Author(s): Anton Burman; Anders Andersson; Gunnar Hellstrom; Qiancheng Xie
Linked Author(s): Anton Burman, Anders Andersson, Gunnar Hellström, Qiancheng Xie
Keywords: Numerical Modelling; ADCP; Field Measurements; Pressure Loggers; Ecohydraulics
Abstract: In the near future, the operating conditions of hydropower plants in the Nordics are expected to change, in order complement expansion of intermittent power production such as solar- and wind-power. This in turn might increase the amount and frequency of short-term flow regulations events, so called hydropeaking. In recent years, hydropower’s effect on local ecosystems has drawn much attention. Especially hydropeaking has been shown to affect the ecosystems and induce morphological changes in the reach downstream hydropower plants. In order to assess the potential impact of a change in operating conditions, different numerical models can be used to examine the downstream reach when subject to potential future operating conditions. In-flow parameters, such as depth and velocity, can be predicted by using numerical approximations of the Navier-Stokes equations in either one-, two- or three-dimensions. These modeling approaches have different advantages and disadvantages. In this work the uncertainties that arise naturally from field measurements and numerical modelling, and how it might affect in-flow parameters, specifically variables frequently used in ecohydraulics, with special emphasis on 2D models was investigated.

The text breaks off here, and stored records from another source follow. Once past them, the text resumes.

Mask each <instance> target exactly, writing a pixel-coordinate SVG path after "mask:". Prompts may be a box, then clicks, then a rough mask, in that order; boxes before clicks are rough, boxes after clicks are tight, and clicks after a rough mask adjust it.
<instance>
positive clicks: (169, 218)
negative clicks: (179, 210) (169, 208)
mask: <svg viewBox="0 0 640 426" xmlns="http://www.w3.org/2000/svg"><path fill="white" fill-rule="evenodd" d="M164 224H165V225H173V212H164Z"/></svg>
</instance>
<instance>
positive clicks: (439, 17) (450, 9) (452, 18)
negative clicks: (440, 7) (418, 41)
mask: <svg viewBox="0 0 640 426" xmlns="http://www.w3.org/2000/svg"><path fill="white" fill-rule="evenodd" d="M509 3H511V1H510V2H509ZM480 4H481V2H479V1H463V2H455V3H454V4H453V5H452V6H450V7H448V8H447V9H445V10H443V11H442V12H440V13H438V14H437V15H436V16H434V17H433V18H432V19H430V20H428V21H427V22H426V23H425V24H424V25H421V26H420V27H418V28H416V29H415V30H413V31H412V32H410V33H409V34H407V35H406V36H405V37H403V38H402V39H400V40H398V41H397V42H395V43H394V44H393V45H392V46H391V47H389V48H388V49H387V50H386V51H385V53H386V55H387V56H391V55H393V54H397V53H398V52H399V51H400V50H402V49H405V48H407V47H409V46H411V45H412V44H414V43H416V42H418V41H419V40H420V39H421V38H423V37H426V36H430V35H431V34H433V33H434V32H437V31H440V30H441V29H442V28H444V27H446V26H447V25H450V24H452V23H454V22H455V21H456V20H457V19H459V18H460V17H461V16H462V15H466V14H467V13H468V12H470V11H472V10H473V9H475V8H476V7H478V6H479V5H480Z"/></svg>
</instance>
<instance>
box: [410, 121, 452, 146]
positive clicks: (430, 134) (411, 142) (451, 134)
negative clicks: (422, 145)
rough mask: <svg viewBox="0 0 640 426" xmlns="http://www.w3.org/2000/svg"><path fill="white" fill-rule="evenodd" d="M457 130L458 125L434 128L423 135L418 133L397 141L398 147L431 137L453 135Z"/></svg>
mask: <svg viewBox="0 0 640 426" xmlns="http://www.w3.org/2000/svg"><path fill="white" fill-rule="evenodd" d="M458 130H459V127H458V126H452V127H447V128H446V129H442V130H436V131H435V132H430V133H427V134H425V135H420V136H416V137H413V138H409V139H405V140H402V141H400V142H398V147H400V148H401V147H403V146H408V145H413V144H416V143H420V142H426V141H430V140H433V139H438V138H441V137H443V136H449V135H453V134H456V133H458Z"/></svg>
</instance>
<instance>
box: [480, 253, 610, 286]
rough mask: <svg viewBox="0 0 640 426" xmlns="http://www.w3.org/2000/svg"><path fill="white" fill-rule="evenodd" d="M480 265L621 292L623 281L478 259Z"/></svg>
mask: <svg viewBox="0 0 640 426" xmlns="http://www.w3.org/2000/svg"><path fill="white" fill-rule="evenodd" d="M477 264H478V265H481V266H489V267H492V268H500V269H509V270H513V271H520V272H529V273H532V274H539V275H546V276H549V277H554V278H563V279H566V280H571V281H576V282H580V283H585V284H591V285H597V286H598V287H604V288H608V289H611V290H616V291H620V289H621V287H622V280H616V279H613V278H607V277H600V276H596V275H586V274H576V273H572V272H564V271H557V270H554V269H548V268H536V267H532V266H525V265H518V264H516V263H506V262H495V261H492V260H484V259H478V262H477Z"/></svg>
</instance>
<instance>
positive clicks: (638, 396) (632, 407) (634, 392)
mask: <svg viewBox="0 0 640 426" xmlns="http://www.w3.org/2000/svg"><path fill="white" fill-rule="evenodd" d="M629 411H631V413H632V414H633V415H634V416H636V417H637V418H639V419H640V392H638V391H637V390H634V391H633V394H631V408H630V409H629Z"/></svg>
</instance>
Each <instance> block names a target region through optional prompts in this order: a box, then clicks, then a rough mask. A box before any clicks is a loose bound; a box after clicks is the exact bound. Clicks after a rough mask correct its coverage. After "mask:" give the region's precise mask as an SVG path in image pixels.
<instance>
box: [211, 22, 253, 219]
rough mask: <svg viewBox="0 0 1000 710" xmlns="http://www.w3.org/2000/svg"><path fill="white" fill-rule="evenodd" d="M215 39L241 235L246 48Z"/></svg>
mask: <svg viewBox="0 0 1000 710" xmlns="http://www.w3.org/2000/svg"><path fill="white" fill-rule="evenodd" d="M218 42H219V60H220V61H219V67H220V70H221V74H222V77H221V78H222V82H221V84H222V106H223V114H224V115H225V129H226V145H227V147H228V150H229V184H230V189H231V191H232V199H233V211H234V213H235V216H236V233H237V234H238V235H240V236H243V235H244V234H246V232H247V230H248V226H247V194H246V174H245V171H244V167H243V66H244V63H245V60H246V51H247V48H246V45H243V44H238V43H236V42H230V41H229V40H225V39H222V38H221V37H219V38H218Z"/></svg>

The flow in a regulated reach was here modelled with the open-source hydrodynamics solver Delft-3D. A stretch of the river Umeälven in northern Sweden was modelled based on bathymetry measurements from a multibeam sonar. The model was calibrated with measured water levels and validated with ADCP velocity measurements. The results show that the model is significantly dependent on the calibrated roughness. Additionally, it is shown that 2D models might be insufficient for some ecohydraulical applications. Lastly, a discussion on the merits of one-, two and three-dimensional models is presented.
DOI: https://doi.org/10.3850/IAHR-39WC2521711920221796
Year: 2022